February 8 – New Orleans, Louisiana
From The Times-Picayune:
By Molly Reid
Friday (Feb. 8) night’s Van Halen concert at the New Orleans Arena, part of the band’s first reunion tour to include original frontman David Lee Roth, was a night of joyful noise and nostalgia accented with a few reminders — both on stage and in the audience — that it isn’t 1978 anymore.
After an opening act from Ky-Mani Marley, son of legendary reggae star Bob Marley, the fearsome foursome took the stage to a thunderous cry from fans, many of whom had paid hundreds of dollars and waited years to see the reunion of the band that formed in Pasadena, Calif., in 1972. The only new face in the original lineup of David Lee Roth on vocals, Eddie Van Halen on guitar and older brother Alex Van Halen on drums was bassist Wolfgang Van Halen, Eddie’s 16-year-old son.
Both the Van Halen brothers and David Lee Roth looked almost as sinewy and fit as they did back in the day, but the music’s energy was not as consistent as in their glory days. The concert was full of wide, toothy smiles and pats on the back between the frontman and lead guitarist, whose enmity became the stuff of rock lore after Roth was fired from the band in 1985.
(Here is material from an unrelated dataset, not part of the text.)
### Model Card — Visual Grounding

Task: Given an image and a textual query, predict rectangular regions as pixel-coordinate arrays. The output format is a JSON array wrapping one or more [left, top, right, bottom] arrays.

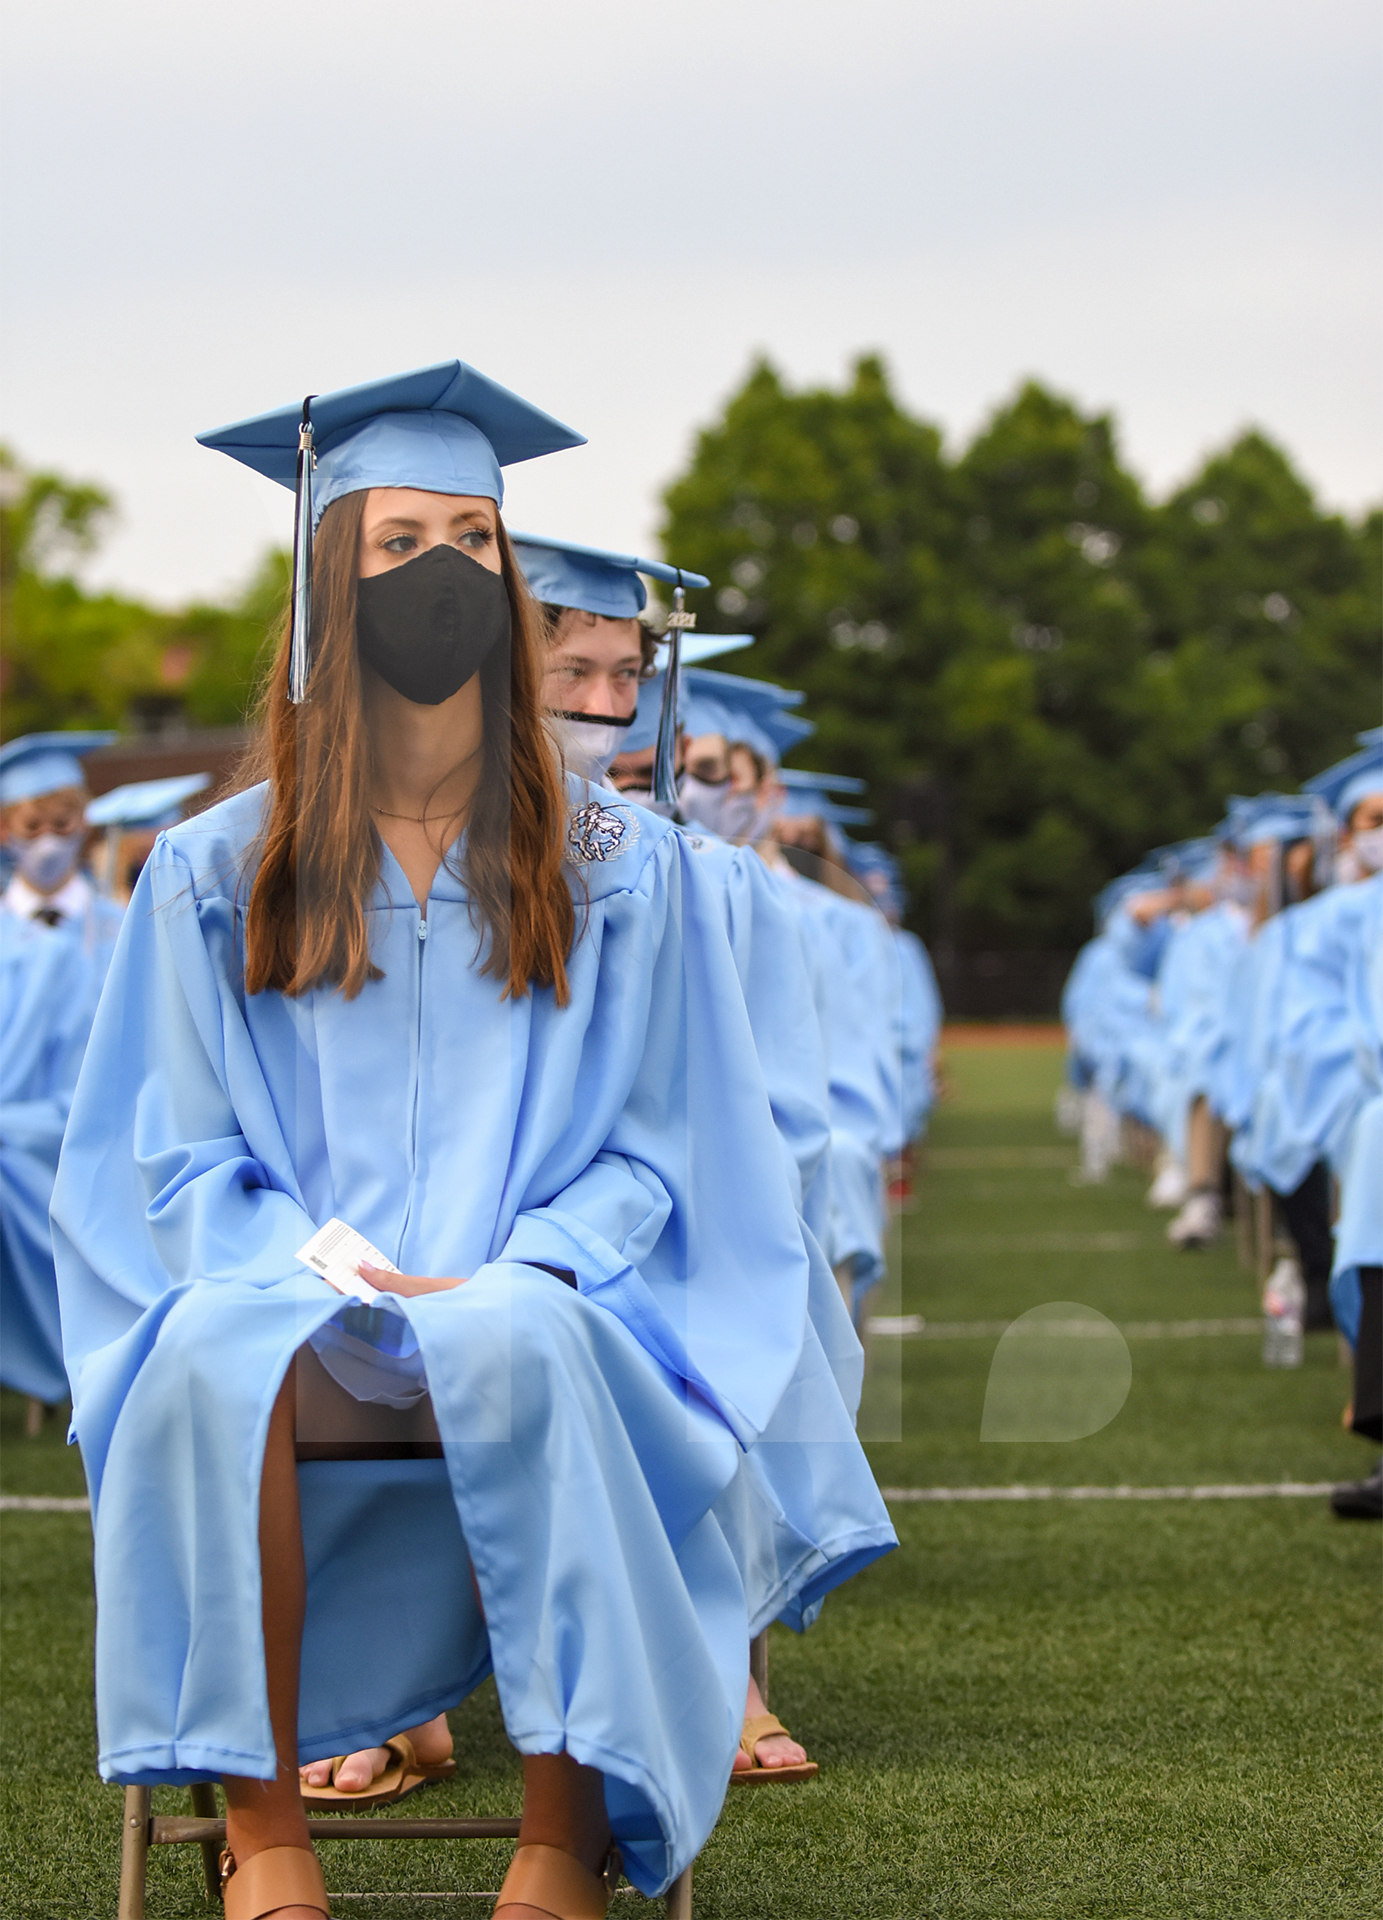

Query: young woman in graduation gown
[[51, 364, 894, 1920]]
When they played their greatest hits straight, as was the case with “Running with the Devils,” “Dance the Night Away” and “Beautiful Girls,” they were something to behold. Roth still has his wacky stage presence, and Eddie Van Halen can most certainly still shred. In those songs, the audience of mostly middle-aged men, some with their sons in tow, became its most relaxed and loose.
But a few forays into extended call-and-response improvisation between Roth and Van Halen usually ended awkwardly, bringing the energy down and prompting Roth to break into a cartoony smile and exclaim, “Are you guys still having fun out there?”
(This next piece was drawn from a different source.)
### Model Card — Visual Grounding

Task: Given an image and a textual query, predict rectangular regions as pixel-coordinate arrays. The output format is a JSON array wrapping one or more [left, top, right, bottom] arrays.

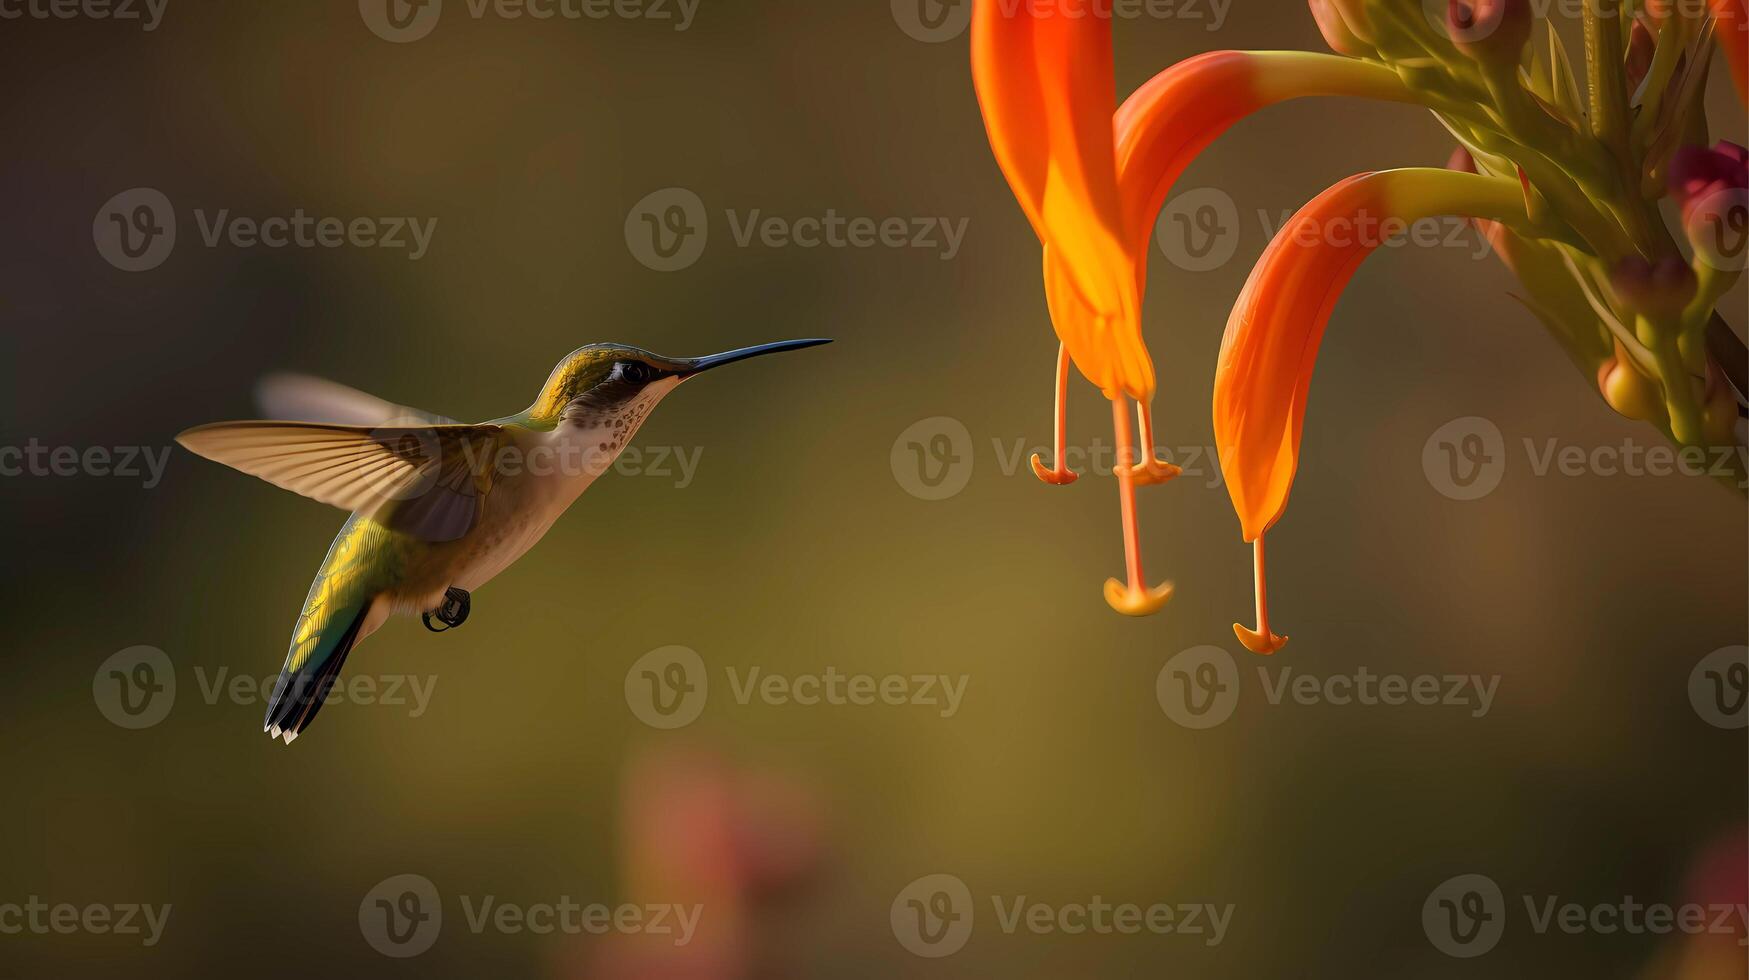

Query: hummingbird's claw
[[1234, 623, 1289, 654], [423, 587, 472, 633], [1030, 452, 1080, 485], [1103, 577, 1175, 616], [1128, 457, 1182, 486]]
Although Roth could still jump, twirl a baton and perform the same microphone stand acrobatics that made him a rock hero, his vocals were often strained or drowned out by the guitar’s heavy distortion.
It was Eddie Van Halen who seemed most at ease and boyish as he sauntered around the stage, shirtless in camo pants, and executed his trademark wild solos with a calm glee. His 15-minute solo guitar opus was as playful and experimental as a 16-year-old messing around with his first Fender, but had the skill of an old master.
Despite, or because of, his lulls in energy and confidence, Roth brought forth an air of gratitude and humility that carried the concert through to its touching “Jump” finale, complete with confetti, high-fives between bandmates and smiles on the faces of everyone in the audience.
“I remember seeing the seeds running down Kenny’s poorly-rolled joint and glide slowly down the cover of a Pink Floyd album,” Roth reminisced in a trip down memory lane before he went into his acoustic “Ice Cream Man.”
“It was Saturday night, 1972,” he said, as the audience roared, sharing the moment with him.